Bis zur Wende des 19. Jahrhunderts besaß Nerchau eine stattliche Gänseherde mit Gänsehirten an der Spitze. Die Gänseherde setzte sich aus vielen Kleinherden der Einwohner zusammen, für die die Gänse als Festtagsbraten und Bettfedernlieferanten dienten. Begünstigt wurde die Gänsehaltung durch die vorhandenen Teiche und Wiesen sowie die große Wiesenfläche an der Mulde.

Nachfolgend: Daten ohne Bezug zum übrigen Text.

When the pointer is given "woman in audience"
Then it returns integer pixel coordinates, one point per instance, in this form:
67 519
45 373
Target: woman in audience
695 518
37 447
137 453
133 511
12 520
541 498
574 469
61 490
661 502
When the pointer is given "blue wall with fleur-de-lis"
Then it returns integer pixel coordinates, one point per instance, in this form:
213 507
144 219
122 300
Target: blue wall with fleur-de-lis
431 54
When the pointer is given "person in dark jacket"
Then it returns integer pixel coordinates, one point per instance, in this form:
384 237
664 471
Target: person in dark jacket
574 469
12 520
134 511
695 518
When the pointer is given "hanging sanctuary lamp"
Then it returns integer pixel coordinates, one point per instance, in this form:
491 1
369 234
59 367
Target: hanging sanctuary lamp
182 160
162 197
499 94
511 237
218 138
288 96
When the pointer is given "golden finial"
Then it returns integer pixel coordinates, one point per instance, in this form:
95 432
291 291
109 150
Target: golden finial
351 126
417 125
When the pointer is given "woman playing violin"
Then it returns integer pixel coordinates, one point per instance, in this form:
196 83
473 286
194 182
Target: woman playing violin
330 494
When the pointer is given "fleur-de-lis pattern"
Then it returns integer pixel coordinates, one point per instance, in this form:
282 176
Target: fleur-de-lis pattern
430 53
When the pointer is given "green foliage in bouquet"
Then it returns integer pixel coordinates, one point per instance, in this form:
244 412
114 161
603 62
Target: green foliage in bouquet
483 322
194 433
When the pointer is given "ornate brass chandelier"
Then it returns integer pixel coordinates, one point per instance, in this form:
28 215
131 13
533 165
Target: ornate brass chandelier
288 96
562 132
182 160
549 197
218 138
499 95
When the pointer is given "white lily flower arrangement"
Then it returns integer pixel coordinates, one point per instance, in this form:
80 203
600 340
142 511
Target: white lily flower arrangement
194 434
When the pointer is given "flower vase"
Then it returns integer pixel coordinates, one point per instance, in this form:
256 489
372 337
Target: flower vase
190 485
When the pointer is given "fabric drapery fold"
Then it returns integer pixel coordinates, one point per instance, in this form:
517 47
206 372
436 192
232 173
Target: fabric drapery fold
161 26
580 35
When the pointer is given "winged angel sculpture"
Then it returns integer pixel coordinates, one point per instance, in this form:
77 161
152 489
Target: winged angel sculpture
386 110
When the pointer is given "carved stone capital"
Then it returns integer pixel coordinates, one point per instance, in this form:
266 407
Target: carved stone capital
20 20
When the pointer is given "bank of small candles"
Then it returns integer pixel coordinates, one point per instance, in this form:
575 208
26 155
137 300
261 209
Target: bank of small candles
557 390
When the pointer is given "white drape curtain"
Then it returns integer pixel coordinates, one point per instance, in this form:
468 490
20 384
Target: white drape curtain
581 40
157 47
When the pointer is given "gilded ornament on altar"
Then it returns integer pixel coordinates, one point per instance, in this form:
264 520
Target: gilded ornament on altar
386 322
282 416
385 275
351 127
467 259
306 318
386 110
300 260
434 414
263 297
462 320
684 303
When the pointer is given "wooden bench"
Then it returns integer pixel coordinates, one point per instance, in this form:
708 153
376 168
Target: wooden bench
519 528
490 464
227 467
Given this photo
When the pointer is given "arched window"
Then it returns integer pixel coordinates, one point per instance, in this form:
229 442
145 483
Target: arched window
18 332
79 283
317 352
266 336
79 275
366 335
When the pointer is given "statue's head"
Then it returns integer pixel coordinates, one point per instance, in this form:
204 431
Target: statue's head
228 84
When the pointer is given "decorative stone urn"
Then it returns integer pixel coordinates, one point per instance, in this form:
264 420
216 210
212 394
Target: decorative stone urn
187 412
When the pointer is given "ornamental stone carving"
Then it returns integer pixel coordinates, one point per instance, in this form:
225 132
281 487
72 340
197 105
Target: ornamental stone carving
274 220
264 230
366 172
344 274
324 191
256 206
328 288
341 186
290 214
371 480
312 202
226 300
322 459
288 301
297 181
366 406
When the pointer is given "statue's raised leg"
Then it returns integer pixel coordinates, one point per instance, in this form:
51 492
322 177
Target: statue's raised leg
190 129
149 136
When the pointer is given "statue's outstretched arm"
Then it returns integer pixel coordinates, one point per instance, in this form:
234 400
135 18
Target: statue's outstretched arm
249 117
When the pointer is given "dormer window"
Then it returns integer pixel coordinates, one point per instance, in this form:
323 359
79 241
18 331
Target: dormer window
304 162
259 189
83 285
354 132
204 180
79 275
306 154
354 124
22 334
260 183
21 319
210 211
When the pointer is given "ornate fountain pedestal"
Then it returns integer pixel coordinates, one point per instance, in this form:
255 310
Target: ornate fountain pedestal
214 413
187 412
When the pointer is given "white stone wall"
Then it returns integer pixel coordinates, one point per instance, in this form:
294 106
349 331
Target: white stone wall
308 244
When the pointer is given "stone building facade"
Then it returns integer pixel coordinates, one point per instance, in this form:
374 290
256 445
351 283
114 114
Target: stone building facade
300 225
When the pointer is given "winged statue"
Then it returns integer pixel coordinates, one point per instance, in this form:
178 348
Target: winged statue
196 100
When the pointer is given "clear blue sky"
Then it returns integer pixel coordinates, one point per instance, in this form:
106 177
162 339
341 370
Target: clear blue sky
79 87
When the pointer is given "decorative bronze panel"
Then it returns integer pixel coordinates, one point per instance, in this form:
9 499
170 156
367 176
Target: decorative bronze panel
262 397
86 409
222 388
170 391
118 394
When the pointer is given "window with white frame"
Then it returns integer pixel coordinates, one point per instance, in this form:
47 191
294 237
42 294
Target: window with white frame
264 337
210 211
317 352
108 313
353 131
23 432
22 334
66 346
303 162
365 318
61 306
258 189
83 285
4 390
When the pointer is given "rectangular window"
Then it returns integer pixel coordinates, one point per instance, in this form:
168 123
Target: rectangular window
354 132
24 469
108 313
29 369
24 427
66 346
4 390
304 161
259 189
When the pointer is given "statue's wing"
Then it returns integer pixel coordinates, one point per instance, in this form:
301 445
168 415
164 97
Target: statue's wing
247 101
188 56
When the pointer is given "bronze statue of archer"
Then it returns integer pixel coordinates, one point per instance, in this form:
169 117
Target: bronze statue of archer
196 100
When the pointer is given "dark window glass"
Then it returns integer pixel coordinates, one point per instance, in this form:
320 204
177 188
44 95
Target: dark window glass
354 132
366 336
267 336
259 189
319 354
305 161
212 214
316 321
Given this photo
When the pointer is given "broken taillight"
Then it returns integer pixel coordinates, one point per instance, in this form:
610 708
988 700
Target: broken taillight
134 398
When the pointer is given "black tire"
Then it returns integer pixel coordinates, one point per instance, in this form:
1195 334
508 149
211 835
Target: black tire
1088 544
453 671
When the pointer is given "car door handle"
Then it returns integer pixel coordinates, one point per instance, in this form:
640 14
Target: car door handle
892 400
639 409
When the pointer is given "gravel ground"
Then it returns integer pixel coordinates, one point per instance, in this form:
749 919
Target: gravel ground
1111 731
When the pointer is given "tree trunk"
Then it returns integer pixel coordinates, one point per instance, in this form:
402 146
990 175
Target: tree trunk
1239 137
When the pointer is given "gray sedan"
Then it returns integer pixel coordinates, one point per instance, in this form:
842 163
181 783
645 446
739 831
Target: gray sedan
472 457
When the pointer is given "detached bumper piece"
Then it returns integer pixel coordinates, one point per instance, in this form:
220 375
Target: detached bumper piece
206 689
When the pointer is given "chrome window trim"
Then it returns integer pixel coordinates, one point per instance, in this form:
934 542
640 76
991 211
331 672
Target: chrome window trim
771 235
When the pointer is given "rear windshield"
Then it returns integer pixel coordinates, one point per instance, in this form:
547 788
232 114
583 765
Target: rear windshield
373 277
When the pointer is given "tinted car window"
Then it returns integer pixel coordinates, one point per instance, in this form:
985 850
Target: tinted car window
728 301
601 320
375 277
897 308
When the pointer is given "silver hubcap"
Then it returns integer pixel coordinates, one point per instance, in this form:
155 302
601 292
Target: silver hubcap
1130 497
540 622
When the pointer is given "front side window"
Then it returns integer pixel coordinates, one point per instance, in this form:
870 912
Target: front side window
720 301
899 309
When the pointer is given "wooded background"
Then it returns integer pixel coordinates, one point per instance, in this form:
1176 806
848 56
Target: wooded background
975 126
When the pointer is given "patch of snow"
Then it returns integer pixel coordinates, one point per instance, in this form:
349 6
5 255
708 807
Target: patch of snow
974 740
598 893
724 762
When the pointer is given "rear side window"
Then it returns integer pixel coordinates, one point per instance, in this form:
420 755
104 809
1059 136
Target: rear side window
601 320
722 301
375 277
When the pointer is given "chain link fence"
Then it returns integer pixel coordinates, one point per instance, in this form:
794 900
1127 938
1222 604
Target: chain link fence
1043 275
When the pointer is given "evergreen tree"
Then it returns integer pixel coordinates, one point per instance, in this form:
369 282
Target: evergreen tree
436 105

1935 berichtete der Nerchauer Theodor Hessel, daß zu jedem Haus Gänse gehörten und Familie Kötz stellte die Gänsehirten. Frühmorgens zogen sie pfeifend durch den Ort und trieben die Gänse aus Häusern und Höfen zusammen. Mit viel Geschnatter und Peitschenknall watschelten diese zu den Muldenwiesen. Auch im Gemeindeteich badeten die Tiere und hier war auch der Kampfplatz der "Gänseriche". Gegen Abend wurde heimgetrieben. Alle Tiere fanden den Weg zu ihren Häusern und Höfen allein und mit großem Hungergeschrei zogen sie ein, denn von Gras allein ist noch keine Gans fett geworden.
Täglich wurde ausgetrieben, aber ab dem Sommer 1870 durfte dieses auf Bitten des damaligen Pfarrers Ludewig an Sonn- und Feiertagen erst nach Beendigung des Frühgottesdienstes geschehen.
Wahrscheinlich störte das Geschnatter die kirchlichen Feiern.
Da die Gänse oft das Straßenbild beherrschten, erhielt das Städtchen den Namen "Gänse-Nerche".